Examining the Y chromosome that's present in a female cell, a doctor will check to see if the SRY gene is absent, mutated, damaged or disabled. If this gene doesn't work, the process of fetal differentiation is affected. Until a fetus is seven weeks old, it is neither male nor female. At the time of differentiation, either the Y chromosome begins the process of creating maleness or it doesn't. Typically, it is the absence of the Y chromosome that triggers the development of femaleness. However, a faulty SRY gene on the Y chromosome can have the same effect.
But the SRY trigger isn't the only factor in developing maleness, and even cells with a working SRY gene can end up living in the body of a functioning female. A dysfunction in any of the many later stages of male-female development, triggered by a number of other genes that play a specific role in gender distinction from the womb through adolescence, can affect the genetic, chromosomal and physical traits that any man or woman possesses.

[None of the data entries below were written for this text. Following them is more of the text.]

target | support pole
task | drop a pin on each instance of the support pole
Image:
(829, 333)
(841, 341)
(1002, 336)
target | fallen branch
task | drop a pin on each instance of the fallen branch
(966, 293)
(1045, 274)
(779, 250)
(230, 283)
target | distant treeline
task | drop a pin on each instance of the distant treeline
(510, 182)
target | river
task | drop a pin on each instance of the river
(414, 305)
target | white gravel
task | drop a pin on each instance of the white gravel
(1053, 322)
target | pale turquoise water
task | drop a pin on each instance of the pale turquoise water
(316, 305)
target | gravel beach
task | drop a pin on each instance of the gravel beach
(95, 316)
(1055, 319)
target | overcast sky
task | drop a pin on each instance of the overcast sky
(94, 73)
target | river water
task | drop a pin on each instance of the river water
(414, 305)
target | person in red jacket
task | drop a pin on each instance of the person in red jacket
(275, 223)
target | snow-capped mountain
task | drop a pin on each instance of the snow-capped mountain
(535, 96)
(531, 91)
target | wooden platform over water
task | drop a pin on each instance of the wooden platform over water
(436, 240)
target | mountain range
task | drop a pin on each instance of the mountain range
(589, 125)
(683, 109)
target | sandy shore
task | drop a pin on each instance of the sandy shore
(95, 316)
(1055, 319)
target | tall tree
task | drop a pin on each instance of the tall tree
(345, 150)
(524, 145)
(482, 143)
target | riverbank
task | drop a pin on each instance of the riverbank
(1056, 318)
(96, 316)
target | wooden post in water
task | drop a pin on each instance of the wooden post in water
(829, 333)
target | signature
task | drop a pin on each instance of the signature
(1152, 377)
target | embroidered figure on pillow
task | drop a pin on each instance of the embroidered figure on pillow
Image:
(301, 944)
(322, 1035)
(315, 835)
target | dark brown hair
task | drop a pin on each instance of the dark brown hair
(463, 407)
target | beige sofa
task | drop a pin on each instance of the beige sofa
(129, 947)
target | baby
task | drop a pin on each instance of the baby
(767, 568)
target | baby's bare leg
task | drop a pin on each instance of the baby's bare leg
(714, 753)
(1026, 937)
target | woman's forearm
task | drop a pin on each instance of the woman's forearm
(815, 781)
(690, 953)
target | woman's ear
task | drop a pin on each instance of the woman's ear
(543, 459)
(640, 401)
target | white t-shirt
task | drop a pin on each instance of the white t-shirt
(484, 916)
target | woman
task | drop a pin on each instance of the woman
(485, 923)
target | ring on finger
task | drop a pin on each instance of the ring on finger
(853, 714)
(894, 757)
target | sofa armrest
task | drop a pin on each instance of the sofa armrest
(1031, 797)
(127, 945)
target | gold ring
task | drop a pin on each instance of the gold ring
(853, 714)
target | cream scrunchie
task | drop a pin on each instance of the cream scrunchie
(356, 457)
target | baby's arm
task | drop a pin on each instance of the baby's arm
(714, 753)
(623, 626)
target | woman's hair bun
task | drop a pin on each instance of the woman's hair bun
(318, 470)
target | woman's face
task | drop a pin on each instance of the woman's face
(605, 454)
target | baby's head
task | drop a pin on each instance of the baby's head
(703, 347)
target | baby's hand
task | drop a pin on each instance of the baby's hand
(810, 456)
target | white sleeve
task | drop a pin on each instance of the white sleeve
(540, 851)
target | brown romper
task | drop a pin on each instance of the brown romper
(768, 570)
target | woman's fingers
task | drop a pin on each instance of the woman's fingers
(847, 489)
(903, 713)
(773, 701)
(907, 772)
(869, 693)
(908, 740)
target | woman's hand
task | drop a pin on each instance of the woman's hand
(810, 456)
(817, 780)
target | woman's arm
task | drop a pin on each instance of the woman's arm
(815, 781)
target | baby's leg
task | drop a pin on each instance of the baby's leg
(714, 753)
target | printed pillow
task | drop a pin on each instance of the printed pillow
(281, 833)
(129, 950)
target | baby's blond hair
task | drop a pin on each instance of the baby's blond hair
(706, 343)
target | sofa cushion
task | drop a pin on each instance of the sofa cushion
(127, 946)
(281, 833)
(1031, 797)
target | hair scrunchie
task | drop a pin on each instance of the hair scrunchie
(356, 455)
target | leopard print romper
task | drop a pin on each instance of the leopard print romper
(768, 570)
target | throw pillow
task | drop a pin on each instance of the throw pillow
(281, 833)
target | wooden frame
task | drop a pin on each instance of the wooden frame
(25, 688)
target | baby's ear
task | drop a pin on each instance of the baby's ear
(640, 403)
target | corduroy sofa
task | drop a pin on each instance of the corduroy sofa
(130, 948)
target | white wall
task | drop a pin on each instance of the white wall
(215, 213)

In the end, determining gender is a very complex process and is often one without a definite answer. If someone has lived her entire life as a woman, has breasts and a vagina and a uterus and a Y chromosome -- is it only that last factor that determines her gender? Does the presence of a Y chromosome make a man? Does the presence of a Y chromosome but a damaged SRY gene make a woman just as clearly as an XX chromosome pair would?
It's unclear what role the psychological evaluation plays in determining femaleness, although its inclusion implies that personal gender identity -- the way one sees oneself in terms of sexuality -- is taken into consideration in a gender test.
According to an article in the San Francisco Chronicle, an anonymous official in the know has reported that Ms. Soundarajan's tests revealed more Y chromosomes than are usually present in the genetic make-up of a female. The same official has said there are no indications the athlete ever had a sex-change. At the Asian track-and-field championships in 2005, Ms. Soundarajan was also asked to take a gender test, and she passed it.